On one hand, it’s 2023, and Americans as a group generally like to file lawsuits if they can. Knowing potentially violent storms were coming through the area and having class makes a school district vulnerable to possible lawsuits.

There’s also the notion that if an EF-5 tornado were headed toward a specific school building at 11 a.m., at 10:59, Superintendent Marlon King and his leadership staff will justifiably second-guess themselves as their decision to have class put a few hundred students right in that tornado’s path instead of keeping at least most if not all of them out of the path by telling them to stay home.

And then there are people like me who are of a certain age – I’d say at least 35 – who grew up in a time where school happened if at all possible.

When school was cancelled, you didn’t know about it until you woke up that morning, watched the local television station and prayed to see your school district’s name come across the bottom of the screen listing the closed schools in that station’s viewership area.

But now it’s not enough to simply have a snow day. Parents demand to know about the coming snow day with as much notice as possible.

And I get it. Because I’ve got five kids in school myself and three more in daycare. If school is going to be closed on Tuesday morning, there’s a certain level of tranquility that comes with going to bed on Monday night knowing we don’t have to get our kids ready before the sun comes up.

But I’m on the back end of those people that were in school if the roads were passable during times of icy weather. And in the 1980s and 1990s in northwest Alabama, the only time I remember school getting called for stormy weather was when in 1995 when Hurricane Opal was coming up from the Gulf of Mexico and moving over nearly the entire state of Alabama.

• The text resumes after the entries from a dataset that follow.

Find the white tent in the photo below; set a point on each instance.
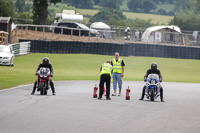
(99, 25)
(163, 34)
(103, 29)
(69, 16)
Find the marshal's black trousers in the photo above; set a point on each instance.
(104, 78)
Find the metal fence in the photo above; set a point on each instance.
(127, 49)
(117, 35)
(21, 48)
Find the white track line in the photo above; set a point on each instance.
(14, 87)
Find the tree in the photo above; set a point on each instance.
(40, 12)
(115, 4)
(141, 5)
(188, 19)
(6, 8)
(85, 4)
(20, 5)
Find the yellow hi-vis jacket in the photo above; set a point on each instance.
(106, 69)
(117, 67)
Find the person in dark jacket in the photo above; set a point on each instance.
(153, 70)
(45, 63)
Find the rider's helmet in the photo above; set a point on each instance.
(45, 61)
(154, 66)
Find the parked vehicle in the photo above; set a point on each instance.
(153, 86)
(6, 55)
(78, 29)
(44, 75)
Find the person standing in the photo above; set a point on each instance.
(45, 63)
(118, 73)
(105, 76)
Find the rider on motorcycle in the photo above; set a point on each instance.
(45, 63)
(153, 70)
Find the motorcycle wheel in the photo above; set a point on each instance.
(152, 94)
(42, 89)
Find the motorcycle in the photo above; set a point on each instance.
(44, 75)
(153, 86)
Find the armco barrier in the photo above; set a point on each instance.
(128, 49)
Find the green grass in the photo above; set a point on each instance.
(161, 19)
(86, 67)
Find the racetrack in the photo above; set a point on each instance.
(74, 110)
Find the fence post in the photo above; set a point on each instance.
(79, 34)
(71, 33)
(43, 30)
(62, 31)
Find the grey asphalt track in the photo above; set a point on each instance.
(74, 110)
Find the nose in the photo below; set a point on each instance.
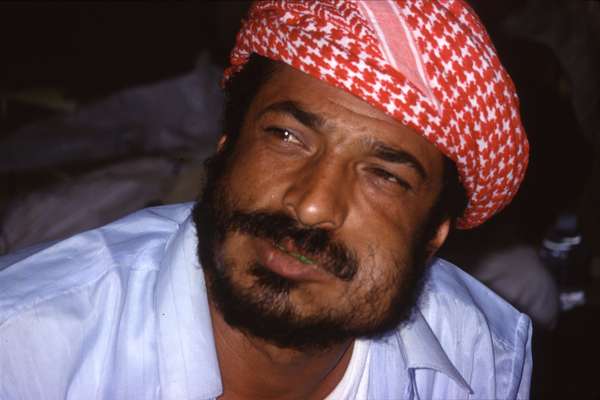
(318, 197)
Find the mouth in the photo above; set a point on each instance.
(282, 259)
(303, 259)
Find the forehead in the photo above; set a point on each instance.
(344, 114)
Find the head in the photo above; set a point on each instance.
(311, 170)
(322, 207)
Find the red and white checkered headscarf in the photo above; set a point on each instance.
(428, 63)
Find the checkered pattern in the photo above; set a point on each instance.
(452, 90)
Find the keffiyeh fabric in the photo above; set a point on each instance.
(429, 64)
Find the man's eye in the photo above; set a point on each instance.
(391, 178)
(283, 134)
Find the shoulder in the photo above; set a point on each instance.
(486, 339)
(41, 273)
(452, 294)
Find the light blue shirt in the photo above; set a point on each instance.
(121, 312)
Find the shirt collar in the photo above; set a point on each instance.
(422, 350)
(189, 368)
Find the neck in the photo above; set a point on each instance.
(254, 369)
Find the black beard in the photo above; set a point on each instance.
(264, 310)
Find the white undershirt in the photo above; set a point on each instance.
(355, 382)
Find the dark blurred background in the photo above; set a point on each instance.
(121, 99)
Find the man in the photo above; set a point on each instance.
(307, 269)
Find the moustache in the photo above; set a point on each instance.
(314, 243)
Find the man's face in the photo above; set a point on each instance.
(318, 219)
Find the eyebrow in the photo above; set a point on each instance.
(311, 120)
(390, 154)
(316, 122)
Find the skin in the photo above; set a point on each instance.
(321, 166)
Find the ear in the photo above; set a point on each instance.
(439, 238)
(221, 142)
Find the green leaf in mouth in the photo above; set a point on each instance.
(299, 257)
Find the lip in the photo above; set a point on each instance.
(286, 265)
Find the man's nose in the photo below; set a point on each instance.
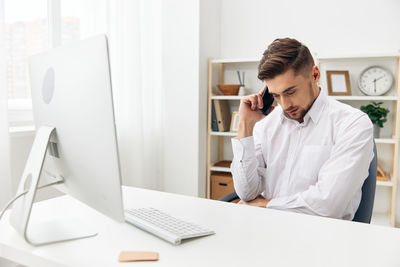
(285, 103)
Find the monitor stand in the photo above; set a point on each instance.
(46, 232)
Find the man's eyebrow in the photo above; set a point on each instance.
(288, 89)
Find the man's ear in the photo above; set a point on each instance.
(316, 75)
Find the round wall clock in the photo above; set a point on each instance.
(375, 80)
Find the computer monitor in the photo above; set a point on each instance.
(74, 117)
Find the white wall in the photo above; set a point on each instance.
(248, 26)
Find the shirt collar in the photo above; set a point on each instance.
(315, 112)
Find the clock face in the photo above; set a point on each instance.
(375, 81)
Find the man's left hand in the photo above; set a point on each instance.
(258, 202)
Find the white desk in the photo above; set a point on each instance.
(245, 236)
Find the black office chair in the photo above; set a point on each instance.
(364, 211)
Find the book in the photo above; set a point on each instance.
(223, 115)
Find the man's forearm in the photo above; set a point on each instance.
(245, 129)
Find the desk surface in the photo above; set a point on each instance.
(245, 236)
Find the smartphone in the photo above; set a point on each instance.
(268, 99)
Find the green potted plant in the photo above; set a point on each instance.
(377, 114)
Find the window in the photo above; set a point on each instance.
(25, 34)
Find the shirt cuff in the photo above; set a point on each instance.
(284, 202)
(243, 148)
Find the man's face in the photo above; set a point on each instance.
(295, 93)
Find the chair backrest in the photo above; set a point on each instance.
(364, 211)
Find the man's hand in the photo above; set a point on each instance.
(258, 202)
(249, 113)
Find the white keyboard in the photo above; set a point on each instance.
(163, 225)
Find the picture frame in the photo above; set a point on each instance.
(234, 122)
(338, 82)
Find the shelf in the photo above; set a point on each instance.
(220, 169)
(366, 98)
(226, 97)
(224, 134)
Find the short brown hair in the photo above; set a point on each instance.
(284, 54)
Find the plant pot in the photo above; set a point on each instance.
(377, 131)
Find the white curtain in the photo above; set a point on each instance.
(135, 36)
(5, 176)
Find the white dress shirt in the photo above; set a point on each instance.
(316, 167)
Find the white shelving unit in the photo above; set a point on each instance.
(219, 64)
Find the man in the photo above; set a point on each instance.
(311, 154)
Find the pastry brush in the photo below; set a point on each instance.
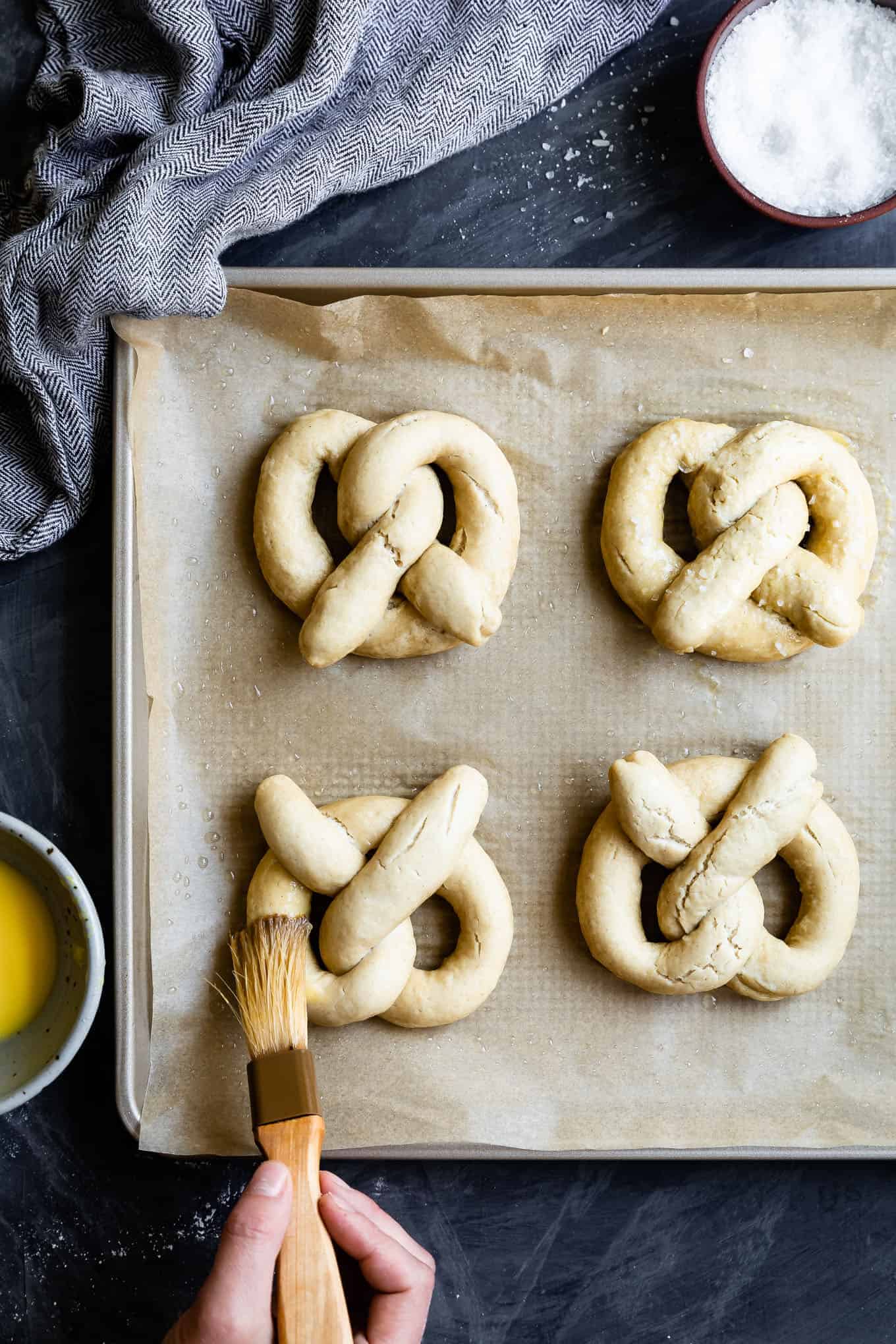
(269, 970)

The Governor announced the day before that every county the hurricane would go over was cancelling classes the next day. It went over 65 of the 67 counties in Alabama. Unfortunately for 14-year-old Brandon, I was in one of the two other counties, so we still had school that day. So I never got out for stormy weather.

We had the plan of going out in the hallway, taking a book with us, opening it and putting it over hour heads between our knees … because that sounds like a great position to be stuck in if the building were to collapse on top of me.

It’s a tough call. And Marlon King and his group get paid a lot of taxpayer dollars to make calls like that on a daily basis.

This time they were right. My van nearly blew over while driving down Highway 45 on Friday. I’d hate to have been driving a bus full of students at that point.

Power was out all over the city and county. I’d hate to have been a student in the dark with a bunch of classmates for a few hours waiting on someone to pick me up wishing JMCSS had told me just to stay home.

And I’d really hated having been in one of those buses – or even picked up by my parents – and being stuck in traffic that backed up because a lot of stoplights at crucial intersections weren’t working because they were out of power.

By the way, when you’re at a four-way stop that has a stoplight that isn’t working, then you treat it like you would a four-way stop with stop signs. Many drivers in Jackson need a refresher on that before the next big power outage, but that’s a totally different column.

So whether you think JMCSS should’ve had classes or not, you can prove you’re right either way.

But so can the other side of this issue.

One of my favorite quotes from a television show comes from The West Wing when President Jed Bartlett was talking about how a lot of issues aren’t as clear as some think they are: “Every once in a while, there’s a day with an absolute right and an absolute wrong, but those days almost always include body counts.”

Fortunately, we didn’t get to that point last week.